Hey fellow FF nuts. It's kind of just random babbling from each character's point of view. They are in the ruined Sanc Kingdom. The chapters are short - each is a different character. See if you can tell who it is!
Disclaimer: I do NOT own Gundam Wing, blah blah BLAH B-L-A-H
THEREISAIDITSODON'TYOUDARESUEME.Nameless Soldiers
Soldier's Despair
We are all nameless soldiers plodding through a world of darkness and despair.
My wet hair plasters my pale face. Sometimes I wonder why I take such care of it and my clothes when I don't even have a person to go with the colors.
The dark sky provides a fitting atmosphere as we gather around the destruction we have created. There's nothing like the feeling you get when you destroy something. Inside the great machines we call gundams there is a horrible ringing silence. We become so desperate to fill it that any sound will do. Blow something up. Shoot something. Kill someone and listen to them scream. Burn the city and watch the women and children flee in fear of our great, gruesome mechanical monsters.

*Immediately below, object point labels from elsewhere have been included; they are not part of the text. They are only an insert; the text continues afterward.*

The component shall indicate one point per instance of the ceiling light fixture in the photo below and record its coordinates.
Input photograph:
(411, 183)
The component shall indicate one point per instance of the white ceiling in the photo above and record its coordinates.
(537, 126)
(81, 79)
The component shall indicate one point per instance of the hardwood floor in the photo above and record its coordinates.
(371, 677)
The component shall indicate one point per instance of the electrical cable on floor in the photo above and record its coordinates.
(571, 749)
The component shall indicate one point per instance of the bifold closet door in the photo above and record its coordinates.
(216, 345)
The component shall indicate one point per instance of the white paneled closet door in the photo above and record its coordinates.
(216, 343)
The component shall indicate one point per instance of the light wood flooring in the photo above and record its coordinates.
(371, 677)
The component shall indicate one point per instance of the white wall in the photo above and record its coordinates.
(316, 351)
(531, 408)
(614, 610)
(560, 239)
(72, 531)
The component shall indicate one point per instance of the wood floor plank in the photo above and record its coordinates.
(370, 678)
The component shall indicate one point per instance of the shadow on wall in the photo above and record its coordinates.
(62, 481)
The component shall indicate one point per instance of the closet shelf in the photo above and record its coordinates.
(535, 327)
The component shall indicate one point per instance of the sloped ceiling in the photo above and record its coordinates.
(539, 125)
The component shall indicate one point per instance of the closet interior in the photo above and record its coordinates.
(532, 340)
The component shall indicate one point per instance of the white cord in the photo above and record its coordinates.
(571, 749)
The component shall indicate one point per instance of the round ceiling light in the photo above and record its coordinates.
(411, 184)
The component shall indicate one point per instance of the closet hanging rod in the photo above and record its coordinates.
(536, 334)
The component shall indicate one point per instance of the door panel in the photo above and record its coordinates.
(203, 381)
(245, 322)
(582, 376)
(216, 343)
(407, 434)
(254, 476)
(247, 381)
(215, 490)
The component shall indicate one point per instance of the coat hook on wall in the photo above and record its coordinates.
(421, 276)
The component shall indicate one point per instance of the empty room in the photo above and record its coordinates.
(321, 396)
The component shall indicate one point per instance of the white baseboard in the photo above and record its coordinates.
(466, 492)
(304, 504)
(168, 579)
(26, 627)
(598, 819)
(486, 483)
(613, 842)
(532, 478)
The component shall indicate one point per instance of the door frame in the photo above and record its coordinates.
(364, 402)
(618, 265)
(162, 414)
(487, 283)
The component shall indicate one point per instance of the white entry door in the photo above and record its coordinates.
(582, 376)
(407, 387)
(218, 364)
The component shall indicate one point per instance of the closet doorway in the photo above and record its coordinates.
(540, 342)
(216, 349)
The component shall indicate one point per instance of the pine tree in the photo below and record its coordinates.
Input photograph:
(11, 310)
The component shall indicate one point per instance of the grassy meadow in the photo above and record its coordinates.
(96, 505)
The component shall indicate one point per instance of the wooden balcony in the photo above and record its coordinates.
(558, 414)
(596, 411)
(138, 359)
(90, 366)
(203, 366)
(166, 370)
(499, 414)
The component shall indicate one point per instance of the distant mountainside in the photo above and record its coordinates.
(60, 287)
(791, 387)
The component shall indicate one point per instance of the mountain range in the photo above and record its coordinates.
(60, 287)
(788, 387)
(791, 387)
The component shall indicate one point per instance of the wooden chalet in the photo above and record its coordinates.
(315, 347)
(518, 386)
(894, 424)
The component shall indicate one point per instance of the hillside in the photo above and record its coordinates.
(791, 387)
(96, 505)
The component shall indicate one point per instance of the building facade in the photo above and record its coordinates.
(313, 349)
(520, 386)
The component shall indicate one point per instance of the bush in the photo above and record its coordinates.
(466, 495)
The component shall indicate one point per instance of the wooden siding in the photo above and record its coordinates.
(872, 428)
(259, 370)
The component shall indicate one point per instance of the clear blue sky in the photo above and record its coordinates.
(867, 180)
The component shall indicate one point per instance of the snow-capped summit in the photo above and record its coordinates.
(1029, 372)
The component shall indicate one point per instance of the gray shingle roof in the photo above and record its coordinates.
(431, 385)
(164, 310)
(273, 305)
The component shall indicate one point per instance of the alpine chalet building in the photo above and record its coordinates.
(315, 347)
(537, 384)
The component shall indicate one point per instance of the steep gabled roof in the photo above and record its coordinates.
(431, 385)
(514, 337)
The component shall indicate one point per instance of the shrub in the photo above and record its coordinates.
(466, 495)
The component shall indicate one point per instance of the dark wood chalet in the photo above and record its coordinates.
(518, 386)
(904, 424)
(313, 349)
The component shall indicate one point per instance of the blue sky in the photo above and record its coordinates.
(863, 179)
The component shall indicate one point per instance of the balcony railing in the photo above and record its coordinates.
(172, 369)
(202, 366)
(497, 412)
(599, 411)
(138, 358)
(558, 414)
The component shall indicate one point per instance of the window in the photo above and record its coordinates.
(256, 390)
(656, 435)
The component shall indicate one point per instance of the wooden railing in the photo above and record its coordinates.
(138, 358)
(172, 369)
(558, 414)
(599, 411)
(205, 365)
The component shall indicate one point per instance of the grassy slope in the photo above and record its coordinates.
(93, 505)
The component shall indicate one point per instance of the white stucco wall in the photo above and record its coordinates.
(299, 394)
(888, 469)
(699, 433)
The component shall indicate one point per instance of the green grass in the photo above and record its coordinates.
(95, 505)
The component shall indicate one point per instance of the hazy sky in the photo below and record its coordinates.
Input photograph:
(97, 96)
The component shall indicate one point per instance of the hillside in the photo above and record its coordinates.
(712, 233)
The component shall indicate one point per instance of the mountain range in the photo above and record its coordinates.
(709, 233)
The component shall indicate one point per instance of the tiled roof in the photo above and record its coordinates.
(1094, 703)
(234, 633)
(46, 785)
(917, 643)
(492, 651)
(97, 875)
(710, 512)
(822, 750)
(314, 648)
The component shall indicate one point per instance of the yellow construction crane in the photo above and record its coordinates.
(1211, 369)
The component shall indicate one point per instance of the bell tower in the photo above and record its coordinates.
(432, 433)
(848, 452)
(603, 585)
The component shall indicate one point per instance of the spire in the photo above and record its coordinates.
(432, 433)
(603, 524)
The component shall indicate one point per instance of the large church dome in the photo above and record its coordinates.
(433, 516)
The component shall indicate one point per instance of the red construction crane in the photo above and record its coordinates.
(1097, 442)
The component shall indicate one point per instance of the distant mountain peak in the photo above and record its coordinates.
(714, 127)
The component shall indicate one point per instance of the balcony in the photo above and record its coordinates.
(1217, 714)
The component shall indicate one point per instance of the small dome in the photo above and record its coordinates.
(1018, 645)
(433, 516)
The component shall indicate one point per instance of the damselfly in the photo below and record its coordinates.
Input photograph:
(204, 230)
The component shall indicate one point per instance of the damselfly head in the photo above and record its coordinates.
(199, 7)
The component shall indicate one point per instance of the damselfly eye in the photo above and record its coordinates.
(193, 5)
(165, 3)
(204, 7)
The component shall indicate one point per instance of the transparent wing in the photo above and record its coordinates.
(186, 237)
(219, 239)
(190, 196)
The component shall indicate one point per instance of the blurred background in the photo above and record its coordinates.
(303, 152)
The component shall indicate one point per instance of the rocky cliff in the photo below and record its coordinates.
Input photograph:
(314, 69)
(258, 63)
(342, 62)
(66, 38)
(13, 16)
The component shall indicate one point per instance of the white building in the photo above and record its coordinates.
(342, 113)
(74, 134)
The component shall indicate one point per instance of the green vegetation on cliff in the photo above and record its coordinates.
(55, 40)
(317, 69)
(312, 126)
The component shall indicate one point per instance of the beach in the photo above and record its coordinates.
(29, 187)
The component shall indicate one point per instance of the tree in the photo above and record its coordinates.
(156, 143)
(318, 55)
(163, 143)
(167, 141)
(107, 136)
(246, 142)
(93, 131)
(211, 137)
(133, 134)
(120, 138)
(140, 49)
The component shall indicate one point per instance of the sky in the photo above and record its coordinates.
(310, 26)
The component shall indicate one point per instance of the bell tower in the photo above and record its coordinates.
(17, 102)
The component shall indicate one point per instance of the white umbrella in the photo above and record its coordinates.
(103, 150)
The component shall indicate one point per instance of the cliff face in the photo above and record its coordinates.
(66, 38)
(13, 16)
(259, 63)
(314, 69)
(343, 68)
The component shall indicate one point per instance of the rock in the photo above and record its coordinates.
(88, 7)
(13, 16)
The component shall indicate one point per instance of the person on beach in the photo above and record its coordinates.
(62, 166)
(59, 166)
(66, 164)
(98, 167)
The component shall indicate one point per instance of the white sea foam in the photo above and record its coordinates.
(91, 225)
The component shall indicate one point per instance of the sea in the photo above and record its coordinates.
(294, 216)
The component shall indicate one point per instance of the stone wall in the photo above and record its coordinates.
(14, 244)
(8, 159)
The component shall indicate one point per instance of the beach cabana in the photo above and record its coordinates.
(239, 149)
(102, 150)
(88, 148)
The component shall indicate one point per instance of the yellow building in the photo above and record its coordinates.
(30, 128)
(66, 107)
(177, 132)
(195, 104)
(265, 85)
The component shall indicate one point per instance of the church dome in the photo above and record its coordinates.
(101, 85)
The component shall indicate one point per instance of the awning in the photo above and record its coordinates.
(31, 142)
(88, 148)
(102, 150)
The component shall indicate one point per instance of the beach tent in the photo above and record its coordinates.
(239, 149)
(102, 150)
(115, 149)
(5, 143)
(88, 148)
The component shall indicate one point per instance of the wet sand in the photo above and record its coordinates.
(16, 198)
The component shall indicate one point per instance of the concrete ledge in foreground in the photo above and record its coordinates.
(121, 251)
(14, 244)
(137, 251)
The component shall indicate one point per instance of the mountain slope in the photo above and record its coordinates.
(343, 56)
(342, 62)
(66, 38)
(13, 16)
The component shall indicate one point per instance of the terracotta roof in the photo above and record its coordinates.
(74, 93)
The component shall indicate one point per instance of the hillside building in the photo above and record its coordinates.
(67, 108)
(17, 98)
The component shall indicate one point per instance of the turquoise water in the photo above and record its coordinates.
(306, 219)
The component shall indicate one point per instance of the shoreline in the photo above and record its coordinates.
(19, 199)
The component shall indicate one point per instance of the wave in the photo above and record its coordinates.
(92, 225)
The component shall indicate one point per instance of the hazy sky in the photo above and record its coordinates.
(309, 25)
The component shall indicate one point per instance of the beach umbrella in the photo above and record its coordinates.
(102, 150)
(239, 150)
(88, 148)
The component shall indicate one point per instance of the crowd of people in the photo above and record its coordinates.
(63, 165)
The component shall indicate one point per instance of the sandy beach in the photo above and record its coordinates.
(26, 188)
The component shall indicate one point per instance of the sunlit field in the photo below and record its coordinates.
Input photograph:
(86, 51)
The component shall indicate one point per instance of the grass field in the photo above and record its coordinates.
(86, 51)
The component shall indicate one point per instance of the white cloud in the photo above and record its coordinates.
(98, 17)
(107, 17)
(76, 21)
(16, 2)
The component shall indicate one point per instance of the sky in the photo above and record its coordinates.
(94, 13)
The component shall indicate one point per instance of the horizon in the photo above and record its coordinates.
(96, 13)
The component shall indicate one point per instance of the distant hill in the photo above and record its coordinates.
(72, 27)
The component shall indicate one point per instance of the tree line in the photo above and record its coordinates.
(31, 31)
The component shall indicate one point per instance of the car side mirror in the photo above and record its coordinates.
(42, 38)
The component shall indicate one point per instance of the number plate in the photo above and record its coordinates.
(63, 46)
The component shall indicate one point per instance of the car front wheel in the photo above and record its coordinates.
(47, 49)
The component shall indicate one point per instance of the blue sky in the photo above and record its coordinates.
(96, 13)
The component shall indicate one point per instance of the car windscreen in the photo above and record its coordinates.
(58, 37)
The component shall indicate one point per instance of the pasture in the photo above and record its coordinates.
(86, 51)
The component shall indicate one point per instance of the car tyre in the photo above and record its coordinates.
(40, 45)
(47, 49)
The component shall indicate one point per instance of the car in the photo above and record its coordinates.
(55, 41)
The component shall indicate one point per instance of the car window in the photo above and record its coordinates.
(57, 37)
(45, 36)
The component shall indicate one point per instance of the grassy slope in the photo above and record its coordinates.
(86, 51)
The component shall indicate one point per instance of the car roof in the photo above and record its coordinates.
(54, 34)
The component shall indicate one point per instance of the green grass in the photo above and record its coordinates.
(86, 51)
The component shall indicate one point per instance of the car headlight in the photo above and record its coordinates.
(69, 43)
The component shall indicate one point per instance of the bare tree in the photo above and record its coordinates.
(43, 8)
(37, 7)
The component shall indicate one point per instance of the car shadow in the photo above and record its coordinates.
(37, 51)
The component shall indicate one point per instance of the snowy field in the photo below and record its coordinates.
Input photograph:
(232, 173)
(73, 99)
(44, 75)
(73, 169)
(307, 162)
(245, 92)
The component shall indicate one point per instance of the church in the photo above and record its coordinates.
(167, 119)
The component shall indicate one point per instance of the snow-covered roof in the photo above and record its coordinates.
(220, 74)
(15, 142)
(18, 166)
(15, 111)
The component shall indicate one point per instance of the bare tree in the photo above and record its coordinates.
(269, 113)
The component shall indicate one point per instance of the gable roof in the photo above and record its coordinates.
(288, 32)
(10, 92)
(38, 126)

But don't worry, it's all in your head.
It's not natural, to mask our fears and our hunger and our anger. We humans are such impure creatures. We are untrue to ourselves as we allow ourselves to imagine we are perfect. We do it to forget the image impressed upon our young minds of blood and blackened skin and mutated bodies lying among the ruins of creation. We do it to remain young. Yet the memories can never be taken again, nor would any person want to steal the painful memories. To me, any joy I ever felt was gone. I want someone to give me back my innocence as it was stolen so long ago, before I even saw the battlefield.
I see them hold each other tenderly, such a moment I would never had imagined out of someone so cold. The third is looking at me sadly, longingly. I can feel his gaze, knowing he would rather be close to me than anyone else. What am I supposed to feel? I know his secret, the dark and filthy things he does at night. It's not hard to know, as I'm sure the others do, late in the middle of our sleep cycles sharing the single room in separate cots, green and uncomfortable. We all lie awake, longing for release for the deep primal urges that come with age, unstoppable as war itself. In a way I admire him. He's not afraid to act out what he feels, even though he knows he will never get what he wants from me. Maybe because he knows he'll never have me.
I find myself jealous of them, able to express things to each other that I'll never be able to understand even if they wrote them down for me. He is the only one of us that does not sleep alone. I hear them, we all do. They're not ashamed. Inside themselves and between, coiled and wound and bound so many ways as to never be untangled, they share the release together. Sometimes they cry, sometimes they scream, and sometimes they laugh. No one of us would dare mention it, they deserve that much from us. We all long to have what they do, and do what they do, without fear of criticism. It's why I know he's stronger than we are. Despite myself, I have comfort knowing he's that much stronger than I am.
The world is gray. The buildings, fallen to the ground, still cast shadows of once-great things. They are little more than shattered memories, abandoned and dangerous, as is the mind of each of us.
I push back my hair and put on my invisible mask, unable to show myself to the world any longer, during my times of weakness. Now is not one of those times.
I am a nameless soldier who stole the identity of a man who was as controversial as his death.
My name is not my own. I don't have the strength to tell the others that I am just a nameless soldier, plodding across the battlefields of time holding my bleeding heart in my hands. I can't do it.